Telkom Lodges SMS Petition Against Safaricom in Kenya
In the fight for control of Kenya's lucrative telecoms industry, competition is becoming a useful weapon in the hands of rival firms -especially those that need to play the catch-up game to remain in the race.
This market share war has become so intense that players are breaking all boundaries in the corporate rulebook.
Five months ago, mobile phone service provider Celtel took its bigger and only rival Safaricom before the market regulator, accusing it of playing unfairly in the market to the disadvantage of the consumer.
Now it is the national operator Telkom's turn to lodge a landmark complaint against its subsidiary -Safaricom.
In its letter to Mr John Waweru, the Communications Commission of Kenya director general, Telkom Kenya is accusing Safaricom of practising anti-competitive behaviour in the market -especially in the Short Messages Services (SMS) segment of the business.
Telkom says Safaricom has been blocking the exchange of SMSs between the two networks, thereby denying its customers access to key services that the national operator is offering such as the one that enables them to check their voter registration details with the Electoral Commission of Kenya (ECK).
"Telkom Kenya is concerned that Safaricom is engaging in anti-competitive behaviour and in essence abusing its dominant market position by introducing barriers to new entrants targeting SMS market segment," Telkom says.
Public attention was first drawn to the matter after some Safaricom subscribers complained that Safaricom was charging them for undelivered SMSs to Telkom Kenya's Wireless network.

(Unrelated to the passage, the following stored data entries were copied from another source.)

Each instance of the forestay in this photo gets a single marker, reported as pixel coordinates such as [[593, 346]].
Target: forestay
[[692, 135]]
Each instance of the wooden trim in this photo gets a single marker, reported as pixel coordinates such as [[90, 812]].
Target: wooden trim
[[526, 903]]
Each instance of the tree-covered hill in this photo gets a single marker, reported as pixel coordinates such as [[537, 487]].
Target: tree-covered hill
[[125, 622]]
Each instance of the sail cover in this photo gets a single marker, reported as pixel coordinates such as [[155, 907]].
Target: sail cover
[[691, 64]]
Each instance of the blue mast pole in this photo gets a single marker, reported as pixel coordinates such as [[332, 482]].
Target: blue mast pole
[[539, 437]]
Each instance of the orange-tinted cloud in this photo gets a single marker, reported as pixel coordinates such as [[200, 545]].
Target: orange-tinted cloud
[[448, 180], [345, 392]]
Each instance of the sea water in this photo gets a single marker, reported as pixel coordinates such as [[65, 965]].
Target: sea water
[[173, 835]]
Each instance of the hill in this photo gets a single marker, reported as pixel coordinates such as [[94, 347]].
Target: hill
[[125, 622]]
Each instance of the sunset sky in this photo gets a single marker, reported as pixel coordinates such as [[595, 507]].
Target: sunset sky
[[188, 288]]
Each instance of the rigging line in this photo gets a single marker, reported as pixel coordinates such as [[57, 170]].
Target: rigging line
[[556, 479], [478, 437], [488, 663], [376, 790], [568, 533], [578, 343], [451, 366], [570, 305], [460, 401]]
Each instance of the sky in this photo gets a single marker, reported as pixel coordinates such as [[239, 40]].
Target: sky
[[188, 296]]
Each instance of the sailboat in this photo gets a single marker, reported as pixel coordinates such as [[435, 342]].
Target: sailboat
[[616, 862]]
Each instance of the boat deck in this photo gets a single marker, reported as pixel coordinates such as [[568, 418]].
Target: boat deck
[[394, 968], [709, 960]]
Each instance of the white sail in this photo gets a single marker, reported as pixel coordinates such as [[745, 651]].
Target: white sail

SMSs to Telkom network got an automatic reply indicating that delivery had failed yet the consumers were being billed.
Safaricom CEO Michael Joseph acknowledged that some of its subscribers had sent messages to Telkom Kenya during the test period and may have been charged erroneously.
He said that although the company was not billing SMSs to Telkom Wireless network between August 13 and August 27, some of its customers may have been billed. Safaricom later agreed to refund the affected subscribers.
Telkom says that on August 16, the two interconnectivity negotiating parties met and agreed on interconnection rate and a technical testing schedule.
During this period the parties also exchanged SMS test templates to be adopted in the tests. Safaricom has however not cooperated in facilitating the process, making it unable to commercialise the service.
The matter seems to have reached fever pitch after Safaricom introduced a voter registry query service similar to the one Telkom Kenya had rolled out after it won an ECK tender.
Telkom Kenya is complaining that failure by Safaricom to activate the SMS service is affecting its ability to use an innovative platform that delivers voter registry query services by utilizing the 460 numeric to access the ECK database.
Telkom Kenya says Safaricom acted maliciously in delaying to activate the SMS service only to launch a similar service.
"We are perturbed that Safaricom, having not been involved in the initial tender process is currently able to provide a similar services using the 460 prefix. This is a totally unacceptable anti-competitive behaviour," Telkom says.
Mr Joseph declined to comment on the matter saying it was already before an arbiter.
Telkom Kenya is the majority shareholder at Safaricom with a 60 per cent stake. It co-owns the company with the United Kingdom's Vodafone Plc which has a 40 per cent stake in the firm.